These are the key concepts you need to understand to accurately answer the question.

Calculus
Calculus is a branch of mathematics that studies how things change. It helps us to understand the behavior of functions and provides tools to analyze complex problems involving motion, area, volume, and other dynamic concepts. At its core, calculus is divided into two main areas: differential calculus and integral calculus. Differential calculus focuses on the concept of the derivative, which describes the rate at which things change, while integral calculus is about finding the total accumulation of quantities. In our exercise, we see these principles in action as we explore the rate of change of a function at a specific point and how we can reverse this process to find the original function.
Derivative as Slope
In calculus, the derivative represents the slope of a function at a given point. The slope is a measure of how steep a line is, which in calculus translates to how quickly a function is changing at that point. The concept is similar to the slope you learned in algebra, but instead of a straight line, the derivative deals with slopes of curves. For the function f(x), the derivative f'(x) at x=a is the limit of the difference quotient as x approaches a.

The given limit in our exercise can be seen as the derivative f'(a) of the function f(x) at the point a=2. Thus, it represents the slope of the tangent to the curve at that specific point, showing how the function changes as x moves away from 2.
Integrating Derivatives
Integrating a derivative essentially means finding the original function from its rate of change. This process is known as anti-differentiation or integration.

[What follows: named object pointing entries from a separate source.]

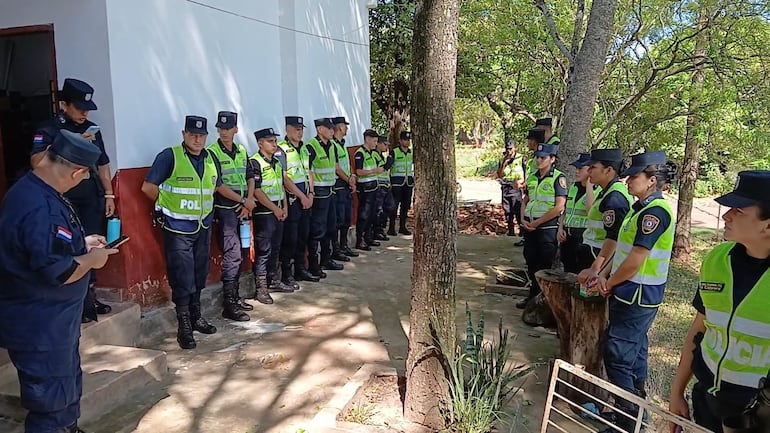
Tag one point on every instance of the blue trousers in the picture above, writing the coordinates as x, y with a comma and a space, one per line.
187, 264
228, 236
625, 353
51, 384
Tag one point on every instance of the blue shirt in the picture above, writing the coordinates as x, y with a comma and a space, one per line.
40, 235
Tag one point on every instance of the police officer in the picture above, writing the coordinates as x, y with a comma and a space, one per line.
296, 227
344, 188
367, 172
543, 203
573, 221
182, 182
402, 181
734, 285
322, 164
232, 158
605, 217
638, 279
383, 199
546, 125
511, 175
45, 259
93, 198
266, 173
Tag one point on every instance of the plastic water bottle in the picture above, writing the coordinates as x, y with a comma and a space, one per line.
245, 231
113, 229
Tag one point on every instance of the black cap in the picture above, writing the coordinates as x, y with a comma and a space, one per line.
196, 124
606, 155
295, 121
583, 160
751, 187
546, 150
265, 133
75, 149
339, 120
371, 133
640, 161
536, 134
324, 121
78, 93
227, 120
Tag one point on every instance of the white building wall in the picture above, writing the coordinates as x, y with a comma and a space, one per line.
80, 37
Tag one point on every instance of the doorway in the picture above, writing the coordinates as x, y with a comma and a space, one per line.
28, 86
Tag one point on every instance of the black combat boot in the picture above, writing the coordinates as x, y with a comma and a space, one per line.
262, 295
199, 323
184, 332
230, 309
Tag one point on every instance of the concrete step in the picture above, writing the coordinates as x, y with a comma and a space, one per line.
112, 377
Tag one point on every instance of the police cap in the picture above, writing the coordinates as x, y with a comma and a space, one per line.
750, 188
640, 161
227, 120
196, 125
75, 149
265, 133
79, 93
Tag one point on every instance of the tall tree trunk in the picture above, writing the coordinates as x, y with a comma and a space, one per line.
583, 84
435, 253
689, 171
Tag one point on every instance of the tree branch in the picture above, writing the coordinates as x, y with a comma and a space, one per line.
540, 4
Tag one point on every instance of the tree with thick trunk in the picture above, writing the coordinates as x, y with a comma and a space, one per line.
435, 234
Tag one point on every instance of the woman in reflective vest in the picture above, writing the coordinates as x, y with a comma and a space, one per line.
544, 202
638, 278
573, 221
727, 348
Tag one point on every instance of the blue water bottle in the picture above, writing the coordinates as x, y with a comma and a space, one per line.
113, 229
245, 231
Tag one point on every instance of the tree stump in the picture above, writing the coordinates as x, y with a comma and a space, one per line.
557, 287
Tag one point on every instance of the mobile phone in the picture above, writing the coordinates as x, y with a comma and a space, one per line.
117, 242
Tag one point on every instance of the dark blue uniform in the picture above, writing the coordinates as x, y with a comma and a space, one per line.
40, 234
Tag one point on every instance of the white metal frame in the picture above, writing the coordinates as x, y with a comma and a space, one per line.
561, 365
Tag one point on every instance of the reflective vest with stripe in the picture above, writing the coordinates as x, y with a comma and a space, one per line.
272, 178
402, 171
736, 344
370, 163
185, 196
542, 195
324, 165
233, 169
654, 269
576, 213
296, 162
595, 233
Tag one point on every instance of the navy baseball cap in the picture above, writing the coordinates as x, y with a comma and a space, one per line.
546, 150
536, 134
324, 121
640, 161
196, 124
79, 93
227, 120
295, 121
265, 133
75, 149
583, 160
751, 187
339, 120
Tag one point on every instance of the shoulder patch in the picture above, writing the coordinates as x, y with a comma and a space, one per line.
608, 217
649, 224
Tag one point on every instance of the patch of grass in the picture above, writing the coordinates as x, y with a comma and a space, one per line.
675, 316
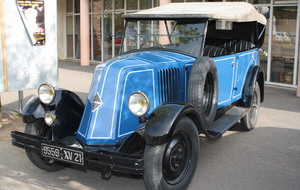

When we integrate a derivative, we are adding up all the infinitesimal changes (represented by the derivative) to get the total change, which gives us the function itself. In our example, by integrating the derivative f'(x), we derive the original function f(x). The integral symbol ∫ represents this accumulation of change, and since the derivative is the opposite of integration, we can recover the original function by performing an integral on the derivative.
Limits of Functions
The concept of limits is fundamental in calculus and is used to describe the behavior of functions as they approach a specific point. A limit can tell us the value that a function approaches as the input (or x-value) gets infinitely close to some number. Limits are essential in defining the derivative and the integral. They allow us to handle situations where functions might otherwise be undefined, such as division by zero.

In our exercise, we calculate the limit as x approaches 2 for the slope of the function f(x). This limit represents the exact slope of the tangent line to the curve at the point where x equals 2. As it turns out, this particular limit is zero, indicating that at x=2, the function doesn't change; the tangent line to the curve at that point is flat.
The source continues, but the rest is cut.